A scream ripped through the room. Ellen hardly recognised her own voice. "Liar!" She would have thrown herself at him to gouge his eyes out, but someone held her back.
"Not another word out of your lying mouth." Edmund stalked over to Robert and jabbed a finger into his chest. "We'll settle this honourably, like men." His voice was icy.
Robert shrugged nonchalantly. "If you insist. Name the terms."
"Epées without blunted tips. In the ballroom. Now." He led the way.
"This is not at all proper for the ladies," Dobberham protested as everyone followed them into the ballroom. "Lady Elinor! Think of your charge! This is not for the faint of heart."
Lady Elinor pushed her metal-rimmed glasses up her thin nose. "Nonsense. I've always wanted to see a duel," she announced. "I wouldn't miss it for the world."
The other ladies agreed.
So it was that Edmund and Robert fought a duel in the Dobberham ballroom before an audience of ladies and their chaperones.
"To the death," Edmund growled, lifting his épée.
"No, no, no!" Dobberham interjected with a panicked expression on his face. "Don't want any corpses in my ballroom, mind you! Winner is the one who first draws blood. I shall be the referee."

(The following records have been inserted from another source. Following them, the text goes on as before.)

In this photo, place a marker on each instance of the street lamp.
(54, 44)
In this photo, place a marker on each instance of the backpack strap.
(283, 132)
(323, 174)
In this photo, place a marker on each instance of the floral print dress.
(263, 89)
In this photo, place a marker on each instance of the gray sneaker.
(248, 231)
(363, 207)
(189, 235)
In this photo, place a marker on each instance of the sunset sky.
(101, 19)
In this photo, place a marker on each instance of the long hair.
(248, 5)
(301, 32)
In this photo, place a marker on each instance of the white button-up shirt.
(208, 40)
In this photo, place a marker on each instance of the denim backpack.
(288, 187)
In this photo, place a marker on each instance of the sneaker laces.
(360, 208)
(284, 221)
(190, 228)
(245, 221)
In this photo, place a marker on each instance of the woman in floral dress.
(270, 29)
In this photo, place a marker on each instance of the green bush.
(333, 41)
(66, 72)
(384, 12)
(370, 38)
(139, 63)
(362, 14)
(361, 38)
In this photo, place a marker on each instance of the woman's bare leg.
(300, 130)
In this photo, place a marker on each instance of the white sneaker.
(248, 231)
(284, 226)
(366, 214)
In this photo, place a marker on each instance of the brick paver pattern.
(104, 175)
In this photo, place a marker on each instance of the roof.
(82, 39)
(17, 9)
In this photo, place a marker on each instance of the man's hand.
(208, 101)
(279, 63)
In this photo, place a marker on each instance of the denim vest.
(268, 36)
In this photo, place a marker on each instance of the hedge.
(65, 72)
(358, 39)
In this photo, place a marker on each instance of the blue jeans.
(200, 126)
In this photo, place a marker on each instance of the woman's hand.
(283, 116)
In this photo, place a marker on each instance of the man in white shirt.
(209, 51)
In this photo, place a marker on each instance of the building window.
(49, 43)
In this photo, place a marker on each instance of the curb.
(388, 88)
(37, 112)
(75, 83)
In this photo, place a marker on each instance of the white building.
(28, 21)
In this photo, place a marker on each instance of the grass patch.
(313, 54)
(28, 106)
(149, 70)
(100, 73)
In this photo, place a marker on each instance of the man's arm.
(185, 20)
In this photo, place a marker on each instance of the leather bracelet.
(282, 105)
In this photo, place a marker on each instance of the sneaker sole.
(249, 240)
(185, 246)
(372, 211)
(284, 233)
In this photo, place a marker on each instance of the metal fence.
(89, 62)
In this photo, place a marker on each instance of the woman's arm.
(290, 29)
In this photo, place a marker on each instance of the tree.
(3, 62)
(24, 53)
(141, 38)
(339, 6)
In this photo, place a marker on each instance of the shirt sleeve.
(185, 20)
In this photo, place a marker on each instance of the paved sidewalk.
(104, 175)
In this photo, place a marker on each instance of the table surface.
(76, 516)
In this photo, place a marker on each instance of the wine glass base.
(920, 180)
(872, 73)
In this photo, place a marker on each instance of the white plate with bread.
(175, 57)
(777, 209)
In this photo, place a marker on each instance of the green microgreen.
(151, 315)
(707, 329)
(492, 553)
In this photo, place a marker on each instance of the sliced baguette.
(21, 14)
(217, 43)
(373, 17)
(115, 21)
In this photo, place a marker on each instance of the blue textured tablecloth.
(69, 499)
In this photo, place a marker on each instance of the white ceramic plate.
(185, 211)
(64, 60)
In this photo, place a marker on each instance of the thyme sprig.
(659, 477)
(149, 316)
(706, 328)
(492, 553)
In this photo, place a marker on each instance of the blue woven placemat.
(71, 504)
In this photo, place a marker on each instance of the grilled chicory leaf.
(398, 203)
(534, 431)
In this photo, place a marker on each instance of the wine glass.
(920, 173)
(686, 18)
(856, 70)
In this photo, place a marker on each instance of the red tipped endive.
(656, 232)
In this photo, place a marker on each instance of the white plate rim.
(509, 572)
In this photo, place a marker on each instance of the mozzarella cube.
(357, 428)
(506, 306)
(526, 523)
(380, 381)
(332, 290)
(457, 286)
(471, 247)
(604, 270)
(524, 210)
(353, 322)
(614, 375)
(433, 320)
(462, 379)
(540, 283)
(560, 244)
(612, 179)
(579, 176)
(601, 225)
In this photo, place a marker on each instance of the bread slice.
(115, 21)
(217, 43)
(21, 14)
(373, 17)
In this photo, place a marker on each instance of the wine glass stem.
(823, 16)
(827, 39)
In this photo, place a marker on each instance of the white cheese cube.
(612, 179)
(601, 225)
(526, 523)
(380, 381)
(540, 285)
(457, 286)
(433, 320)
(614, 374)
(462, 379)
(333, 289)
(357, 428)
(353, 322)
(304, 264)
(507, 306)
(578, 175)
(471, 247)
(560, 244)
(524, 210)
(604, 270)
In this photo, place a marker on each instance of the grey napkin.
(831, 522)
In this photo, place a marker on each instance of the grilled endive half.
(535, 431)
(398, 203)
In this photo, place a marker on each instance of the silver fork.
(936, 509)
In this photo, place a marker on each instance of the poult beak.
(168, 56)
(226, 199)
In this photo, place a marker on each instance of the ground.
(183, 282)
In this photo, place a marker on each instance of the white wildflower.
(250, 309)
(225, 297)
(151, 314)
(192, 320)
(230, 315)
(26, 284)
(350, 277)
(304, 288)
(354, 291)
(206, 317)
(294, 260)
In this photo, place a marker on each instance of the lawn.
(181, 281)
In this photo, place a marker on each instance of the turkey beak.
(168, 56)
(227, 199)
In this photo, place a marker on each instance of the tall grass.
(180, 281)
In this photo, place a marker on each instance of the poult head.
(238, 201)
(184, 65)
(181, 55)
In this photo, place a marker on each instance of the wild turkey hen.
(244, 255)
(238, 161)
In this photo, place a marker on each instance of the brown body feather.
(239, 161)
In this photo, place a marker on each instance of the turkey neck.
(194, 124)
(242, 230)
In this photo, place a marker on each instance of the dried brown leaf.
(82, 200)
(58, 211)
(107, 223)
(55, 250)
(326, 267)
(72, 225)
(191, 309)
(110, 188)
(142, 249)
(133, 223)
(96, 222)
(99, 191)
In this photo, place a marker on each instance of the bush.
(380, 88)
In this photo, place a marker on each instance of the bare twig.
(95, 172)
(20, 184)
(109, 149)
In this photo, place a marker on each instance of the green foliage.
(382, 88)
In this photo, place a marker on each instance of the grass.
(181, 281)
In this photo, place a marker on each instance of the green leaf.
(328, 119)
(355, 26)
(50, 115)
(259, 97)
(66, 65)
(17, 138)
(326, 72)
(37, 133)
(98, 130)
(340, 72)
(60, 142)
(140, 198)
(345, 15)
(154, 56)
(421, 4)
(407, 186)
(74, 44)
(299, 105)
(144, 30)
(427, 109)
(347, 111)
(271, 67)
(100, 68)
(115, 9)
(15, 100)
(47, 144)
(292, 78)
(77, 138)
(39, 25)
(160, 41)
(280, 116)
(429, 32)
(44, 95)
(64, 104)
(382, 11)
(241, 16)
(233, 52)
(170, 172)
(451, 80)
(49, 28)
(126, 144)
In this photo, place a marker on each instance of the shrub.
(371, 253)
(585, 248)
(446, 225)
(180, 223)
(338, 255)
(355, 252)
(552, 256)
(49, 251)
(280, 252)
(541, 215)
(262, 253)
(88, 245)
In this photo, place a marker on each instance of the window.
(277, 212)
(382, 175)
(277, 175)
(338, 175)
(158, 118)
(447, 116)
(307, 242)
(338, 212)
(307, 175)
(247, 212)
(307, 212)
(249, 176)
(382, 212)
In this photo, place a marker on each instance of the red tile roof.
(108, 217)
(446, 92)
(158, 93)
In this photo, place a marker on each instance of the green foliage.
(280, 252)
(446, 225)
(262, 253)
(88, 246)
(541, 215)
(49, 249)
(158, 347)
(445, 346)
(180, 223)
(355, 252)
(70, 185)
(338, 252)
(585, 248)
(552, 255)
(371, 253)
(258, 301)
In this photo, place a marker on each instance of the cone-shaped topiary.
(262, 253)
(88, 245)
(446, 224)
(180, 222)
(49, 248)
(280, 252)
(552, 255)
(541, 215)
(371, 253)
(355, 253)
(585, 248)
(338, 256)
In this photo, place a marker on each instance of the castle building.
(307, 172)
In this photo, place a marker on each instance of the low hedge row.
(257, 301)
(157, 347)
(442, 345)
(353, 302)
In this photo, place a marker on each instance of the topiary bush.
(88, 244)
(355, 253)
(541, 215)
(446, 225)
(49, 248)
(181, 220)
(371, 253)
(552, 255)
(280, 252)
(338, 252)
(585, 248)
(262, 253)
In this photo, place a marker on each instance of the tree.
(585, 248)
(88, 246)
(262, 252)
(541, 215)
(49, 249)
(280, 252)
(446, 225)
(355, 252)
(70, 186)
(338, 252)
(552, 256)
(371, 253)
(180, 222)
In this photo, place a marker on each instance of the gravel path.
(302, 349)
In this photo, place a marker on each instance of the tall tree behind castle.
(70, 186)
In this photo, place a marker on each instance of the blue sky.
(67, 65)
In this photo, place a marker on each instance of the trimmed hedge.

The two menwere locked in a fierce, savage dance. They lunged and parried, twisting and turning mid-air to avoid hits. Both had shed their coats and were fighting in their shirtsleeves without masks. Sweat poured down their faces as their foils clashed again and again with sharp clanks as they lunged at each other with bitter determination. Robert was shorter and stockier and fought with unpredictable aggression, a confident smirk on his face as he returned each blow with clever feints and ripostes.
Ellen was terrified for Edmund, who escaped several stabs by a hair's breadth. What would she do if Edmund was hit, or worse, killed?
She would never forgive herself, and she could never live with the guilt of having brought him to this. She could barely watch the match.
So she barely registered that Edmund, who was taller and leaner than Robert, fenced with more methodical precision, his blows landing with elegant but deadly accuracy.
It soon became clear that Edmund was the more gifted fencer. Finally, with a decisive, swift move, Edmund thrusted the tip of his blade into his opponent's shoulder.
Robert stumbled and fell onto his back. His shirt was stained red.
It was a hit.
"Take it back," Edmund growled. "What you said about my wife."
"I can't." Robert's chest heaved.
"The truth." Edmund dug the blade in further as Robert writhed.
"The truth?" he gasped. "Itisthe truth. She is Mary-Ellen Gordon. Except I may have exaggerated a little."
Edmund nudged further. "Speak."
"She was an innocent. Does that satisfy you? Now remove your blade."
"I want the whole truth." Edmund removed the blade but kept a booted foot on his chest.
"She is Blackshurst's daughter. I met her when she was a chit, barely out of school. Her first Season." Robert's words came in short, chopped gasps. "I proposed an elopement to Gretna Green. She agreed. Blackshurst sent runners from Bow Street to intercept us halfway." He shrugged. "That's all there is to it."
"Is it true?" Edmund's eyes sought Ellen's as she stood by the window, both hands clenched over her mouth. She dropped them to her sides.
Robert hadn't mentioned that she'd changed her mind about eloping in that squalid little inn halfway to Scotland, but he'd told her it had been too late. He hadn't mentioned that he'd tried to force himself on her in that dodgy room in the inn and that she'd bitten him to defend herself. He hadn't mentioned that he'd told her he thought she was a spoilsport and that she might as well get on with it, that he'd never intended to marry her, and from now on no one would, and that her reputation would be irreparably damaged, he'd see to that.
She didn't mention that her father had been so shocked by their elopement that he'd had a heart attack and died that night.
Her heart was broken twice.
The scandal that followed was beyond anything she'd ever imagined.